Should we request PLR for this reason for exceeding 60 day rollover?

My 77 year old client took his entire IRA account ($106,000)out of an annuity at ING with the intent of rolling at least $80,000 over to a different annuity at another company within 60 days. Weeks ago we had set up another IRA account with the minimum required for that company of $5,000 as a repository to quickly deposit the funds when they came in. The reason we did not do a custodian to custodian transfer was that he needed to borrow the funds to pay off a lien incurred by his son-in-law so that he could sell his personal residence. An escrow person dropped the ball and did not notify the bankruptcy attorney and then went on vacation for two weeks. She will return tomorrow with about 40 emails and phone messages documenting the fact that she screwed up. The 60th day is today and he has not received his funds yet and doesn’t know when he will. He is considering legal action against the escrow company/person responsible for not completing her promised duties and costing him about $38,000 in taxes (that’s on the whole amount though.)

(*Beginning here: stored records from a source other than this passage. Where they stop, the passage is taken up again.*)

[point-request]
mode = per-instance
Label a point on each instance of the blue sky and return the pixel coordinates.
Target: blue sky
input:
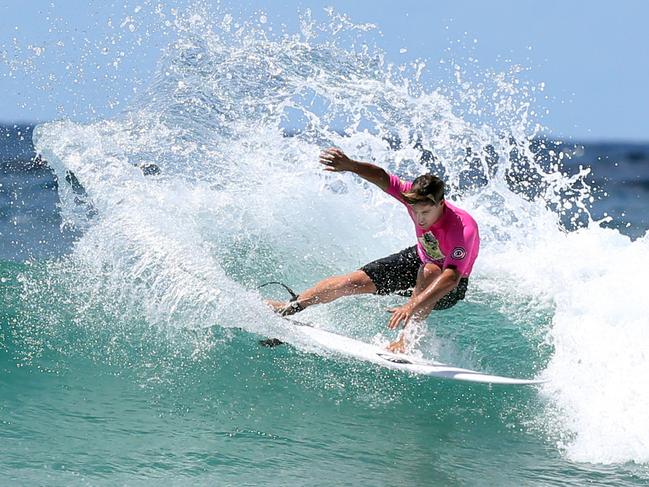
(590, 54)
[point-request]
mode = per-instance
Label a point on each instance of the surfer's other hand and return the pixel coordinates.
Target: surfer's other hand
(335, 160)
(397, 346)
(400, 315)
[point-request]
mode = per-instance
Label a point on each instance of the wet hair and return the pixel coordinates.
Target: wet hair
(425, 189)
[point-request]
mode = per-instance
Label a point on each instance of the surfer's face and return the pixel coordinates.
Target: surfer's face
(427, 213)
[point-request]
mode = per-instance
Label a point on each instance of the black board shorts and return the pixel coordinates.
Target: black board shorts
(397, 274)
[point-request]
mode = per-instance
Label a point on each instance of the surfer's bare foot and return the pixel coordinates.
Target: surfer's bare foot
(398, 346)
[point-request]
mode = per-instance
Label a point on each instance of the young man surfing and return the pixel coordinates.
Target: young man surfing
(436, 270)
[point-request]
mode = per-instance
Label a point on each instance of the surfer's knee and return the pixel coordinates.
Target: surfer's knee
(429, 272)
(360, 281)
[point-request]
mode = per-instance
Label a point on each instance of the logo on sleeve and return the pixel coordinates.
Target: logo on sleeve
(458, 253)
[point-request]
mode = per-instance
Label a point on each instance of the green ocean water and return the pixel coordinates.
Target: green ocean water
(110, 403)
(131, 309)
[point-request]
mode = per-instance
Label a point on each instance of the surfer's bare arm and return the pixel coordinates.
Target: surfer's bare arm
(335, 160)
(423, 303)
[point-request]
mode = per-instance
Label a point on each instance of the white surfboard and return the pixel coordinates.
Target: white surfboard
(375, 354)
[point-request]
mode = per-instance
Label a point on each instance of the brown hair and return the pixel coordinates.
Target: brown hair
(425, 189)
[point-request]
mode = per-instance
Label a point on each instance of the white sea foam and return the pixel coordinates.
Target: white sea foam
(238, 203)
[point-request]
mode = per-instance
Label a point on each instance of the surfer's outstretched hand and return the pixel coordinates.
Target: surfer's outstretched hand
(401, 315)
(335, 160)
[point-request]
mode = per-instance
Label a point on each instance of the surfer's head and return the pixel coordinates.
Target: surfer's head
(425, 189)
(426, 197)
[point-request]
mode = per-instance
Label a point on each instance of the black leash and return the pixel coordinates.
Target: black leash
(294, 296)
(274, 342)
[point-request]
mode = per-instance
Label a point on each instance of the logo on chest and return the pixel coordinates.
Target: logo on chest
(431, 246)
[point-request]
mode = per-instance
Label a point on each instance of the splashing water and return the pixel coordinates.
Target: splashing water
(235, 118)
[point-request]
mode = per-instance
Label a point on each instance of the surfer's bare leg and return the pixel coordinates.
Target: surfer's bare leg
(327, 290)
(426, 276)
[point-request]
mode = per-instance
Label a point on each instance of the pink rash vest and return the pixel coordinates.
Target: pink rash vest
(452, 241)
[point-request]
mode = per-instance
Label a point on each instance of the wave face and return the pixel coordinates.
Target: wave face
(234, 119)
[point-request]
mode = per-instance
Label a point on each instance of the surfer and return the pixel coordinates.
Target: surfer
(435, 272)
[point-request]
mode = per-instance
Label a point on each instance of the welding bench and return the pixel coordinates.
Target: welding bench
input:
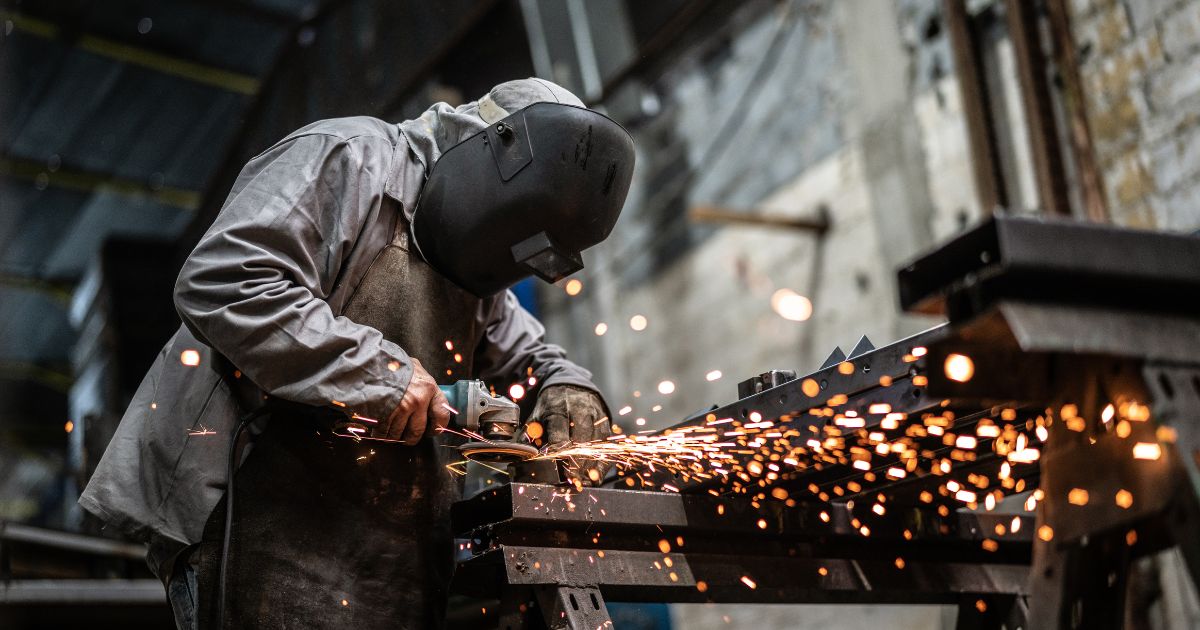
(1050, 315)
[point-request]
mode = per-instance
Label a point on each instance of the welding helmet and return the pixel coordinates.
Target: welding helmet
(523, 197)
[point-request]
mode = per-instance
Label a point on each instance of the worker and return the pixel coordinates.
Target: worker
(354, 267)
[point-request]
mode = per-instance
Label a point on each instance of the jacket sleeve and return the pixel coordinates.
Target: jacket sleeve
(255, 287)
(515, 342)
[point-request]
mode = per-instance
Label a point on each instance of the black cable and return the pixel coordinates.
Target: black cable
(225, 543)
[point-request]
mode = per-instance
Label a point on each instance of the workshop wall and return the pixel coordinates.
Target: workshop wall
(1140, 67)
(859, 118)
(858, 115)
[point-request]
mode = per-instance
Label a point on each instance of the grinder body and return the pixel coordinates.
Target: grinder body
(495, 419)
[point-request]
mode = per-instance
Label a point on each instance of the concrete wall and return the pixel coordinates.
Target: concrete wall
(859, 114)
(1140, 67)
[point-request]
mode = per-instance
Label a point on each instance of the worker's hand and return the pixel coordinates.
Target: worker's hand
(567, 413)
(423, 405)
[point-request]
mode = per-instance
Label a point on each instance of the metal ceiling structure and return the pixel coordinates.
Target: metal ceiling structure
(124, 124)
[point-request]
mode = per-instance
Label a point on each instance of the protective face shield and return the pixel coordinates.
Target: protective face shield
(526, 196)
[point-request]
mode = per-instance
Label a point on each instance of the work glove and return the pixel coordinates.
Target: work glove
(567, 413)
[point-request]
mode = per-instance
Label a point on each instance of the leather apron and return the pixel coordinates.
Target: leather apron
(330, 532)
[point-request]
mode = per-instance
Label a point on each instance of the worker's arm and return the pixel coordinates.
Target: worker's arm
(255, 287)
(569, 406)
(515, 342)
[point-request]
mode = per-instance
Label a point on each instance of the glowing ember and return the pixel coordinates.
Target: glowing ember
(791, 305)
(190, 358)
(1147, 450)
(959, 367)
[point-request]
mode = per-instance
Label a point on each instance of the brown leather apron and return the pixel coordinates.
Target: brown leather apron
(335, 533)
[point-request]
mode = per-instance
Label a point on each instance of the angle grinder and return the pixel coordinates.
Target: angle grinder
(493, 418)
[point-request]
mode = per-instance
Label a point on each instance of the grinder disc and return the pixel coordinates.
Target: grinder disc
(497, 451)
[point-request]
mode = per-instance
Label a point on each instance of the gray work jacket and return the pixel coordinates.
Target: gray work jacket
(261, 298)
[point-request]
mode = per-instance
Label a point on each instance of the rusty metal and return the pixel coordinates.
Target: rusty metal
(1048, 325)
(989, 179)
(1091, 181)
(1031, 69)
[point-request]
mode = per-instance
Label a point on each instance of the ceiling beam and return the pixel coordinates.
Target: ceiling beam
(165, 64)
(59, 292)
(88, 181)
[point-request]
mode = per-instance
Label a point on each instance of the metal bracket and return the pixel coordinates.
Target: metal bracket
(573, 607)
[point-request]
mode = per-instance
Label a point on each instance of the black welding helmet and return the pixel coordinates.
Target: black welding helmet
(523, 197)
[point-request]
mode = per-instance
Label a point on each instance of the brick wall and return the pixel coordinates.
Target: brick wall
(1140, 69)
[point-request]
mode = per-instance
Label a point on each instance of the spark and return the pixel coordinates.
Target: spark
(190, 358)
(1147, 450)
(959, 367)
(791, 305)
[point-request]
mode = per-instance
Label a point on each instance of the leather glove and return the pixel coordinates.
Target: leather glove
(568, 413)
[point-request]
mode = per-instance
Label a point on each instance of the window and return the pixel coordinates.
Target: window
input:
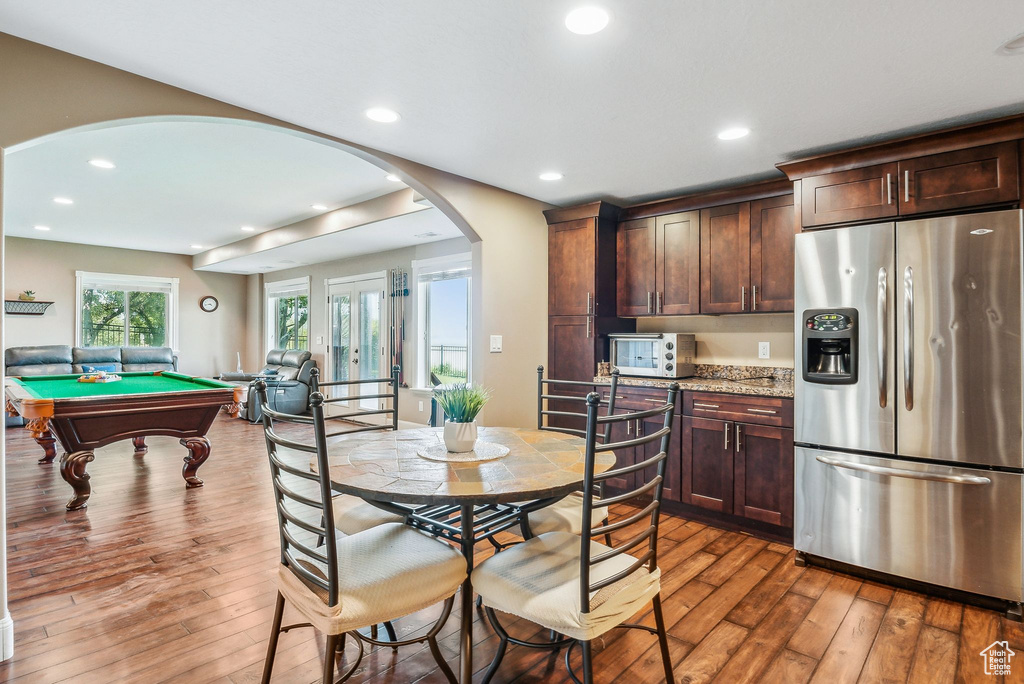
(288, 314)
(443, 294)
(116, 310)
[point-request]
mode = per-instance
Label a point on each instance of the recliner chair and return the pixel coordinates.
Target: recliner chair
(287, 377)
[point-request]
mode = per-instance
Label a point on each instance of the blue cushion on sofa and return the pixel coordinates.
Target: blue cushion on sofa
(95, 368)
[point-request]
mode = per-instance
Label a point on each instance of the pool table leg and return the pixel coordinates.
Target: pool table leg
(199, 452)
(73, 471)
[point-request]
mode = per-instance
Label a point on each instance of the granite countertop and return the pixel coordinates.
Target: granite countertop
(731, 379)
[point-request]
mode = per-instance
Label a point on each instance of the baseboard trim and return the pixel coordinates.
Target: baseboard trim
(6, 638)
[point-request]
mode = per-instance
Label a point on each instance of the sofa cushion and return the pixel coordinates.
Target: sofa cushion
(96, 358)
(146, 358)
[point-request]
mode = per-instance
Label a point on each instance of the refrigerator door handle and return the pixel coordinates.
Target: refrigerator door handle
(899, 472)
(883, 323)
(908, 338)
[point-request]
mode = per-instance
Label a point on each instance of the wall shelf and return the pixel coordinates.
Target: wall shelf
(22, 307)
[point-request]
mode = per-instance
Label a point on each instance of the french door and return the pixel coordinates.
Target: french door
(355, 343)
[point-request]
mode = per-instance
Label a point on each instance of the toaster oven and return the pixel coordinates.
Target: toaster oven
(653, 354)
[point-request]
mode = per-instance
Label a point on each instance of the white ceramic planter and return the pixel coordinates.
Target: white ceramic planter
(460, 437)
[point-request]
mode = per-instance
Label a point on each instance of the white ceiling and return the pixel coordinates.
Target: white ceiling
(391, 233)
(177, 184)
(500, 90)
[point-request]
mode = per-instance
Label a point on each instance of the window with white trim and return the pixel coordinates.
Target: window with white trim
(121, 310)
(288, 314)
(443, 302)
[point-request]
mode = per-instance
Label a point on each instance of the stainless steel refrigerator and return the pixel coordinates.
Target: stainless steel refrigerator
(908, 399)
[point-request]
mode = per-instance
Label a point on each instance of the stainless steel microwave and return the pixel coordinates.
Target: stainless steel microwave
(653, 354)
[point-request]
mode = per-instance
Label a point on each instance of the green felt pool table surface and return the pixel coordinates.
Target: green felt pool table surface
(68, 386)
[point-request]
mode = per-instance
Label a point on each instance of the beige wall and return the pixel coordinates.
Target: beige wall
(732, 340)
(208, 342)
(409, 400)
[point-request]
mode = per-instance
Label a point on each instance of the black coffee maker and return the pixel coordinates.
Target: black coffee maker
(829, 346)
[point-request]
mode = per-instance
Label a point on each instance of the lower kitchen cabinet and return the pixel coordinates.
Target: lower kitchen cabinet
(763, 474)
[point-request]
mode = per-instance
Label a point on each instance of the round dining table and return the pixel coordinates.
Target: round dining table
(462, 502)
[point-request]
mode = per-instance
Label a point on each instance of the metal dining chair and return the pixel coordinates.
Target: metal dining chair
(574, 586)
(353, 515)
(354, 582)
(566, 514)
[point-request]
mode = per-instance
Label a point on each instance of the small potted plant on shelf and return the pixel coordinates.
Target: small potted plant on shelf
(461, 403)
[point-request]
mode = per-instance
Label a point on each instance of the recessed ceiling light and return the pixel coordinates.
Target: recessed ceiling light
(733, 133)
(586, 20)
(1013, 46)
(382, 115)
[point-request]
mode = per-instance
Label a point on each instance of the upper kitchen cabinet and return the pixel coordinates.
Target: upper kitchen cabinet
(964, 168)
(658, 265)
(849, 196)
(725, 258)
(772, 229)
(963, 178)
(582, 260)
(636, 255)
(677, 267)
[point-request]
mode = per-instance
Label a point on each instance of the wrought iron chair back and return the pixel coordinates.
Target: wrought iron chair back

I have researched the exceptions to the 60 day rule and it looks like the IRS will not like the fact that he used the money as a short term loan and cashed the check from ING. Still, he did not have ignorance of the law and had every intention of meeting the 60 day rule. It is because of circumstances beyond his control that he didn’t meet the 60 days although not because of physical or mental or emotional illness, incarceration, or any of the other reasons the IRS gives leniency for.

Do you think this case is worth requesting a Private Letter Ruling based on the facts and circumstances? Thank you in advance.



  • The PLR user fee for 60 day rollovers is 3000 for 100k plus or 1500 when under but close to 100k. Add about 5k for legal costs. Even if his RMD has not yet been satisfied, it looks like when the RMD is subtracted from the eligible remaining rollover amount, that 100k would be exceeded by a very small amount, so perhaps 8,000 for total cost. You are correct about the IRS frowning on using IRA funds for short term loan purposes, and this year’s restricted rollover rules were put in place to further discourage such rollovers. Accordingly, I think that the chance of approval are less than they would have been in the past and probably much less than 50%. Still, there is no way to determine what the chance of success really is, but I would lean to passing on the PLR and saving the approximate 8,000 in costs.
  • Seems like taking the chance when a real estate closing is pending often results in this type of mess, since there are so many reasons that a closing will be postponed or derailed entirely.

Thank you!!! That was how I was leaning.  I just couldn’t be sure that I had done enough research where something might have increased his odds of success with the PLR.  My advice will be to skip the hassle and cost of going in this direction.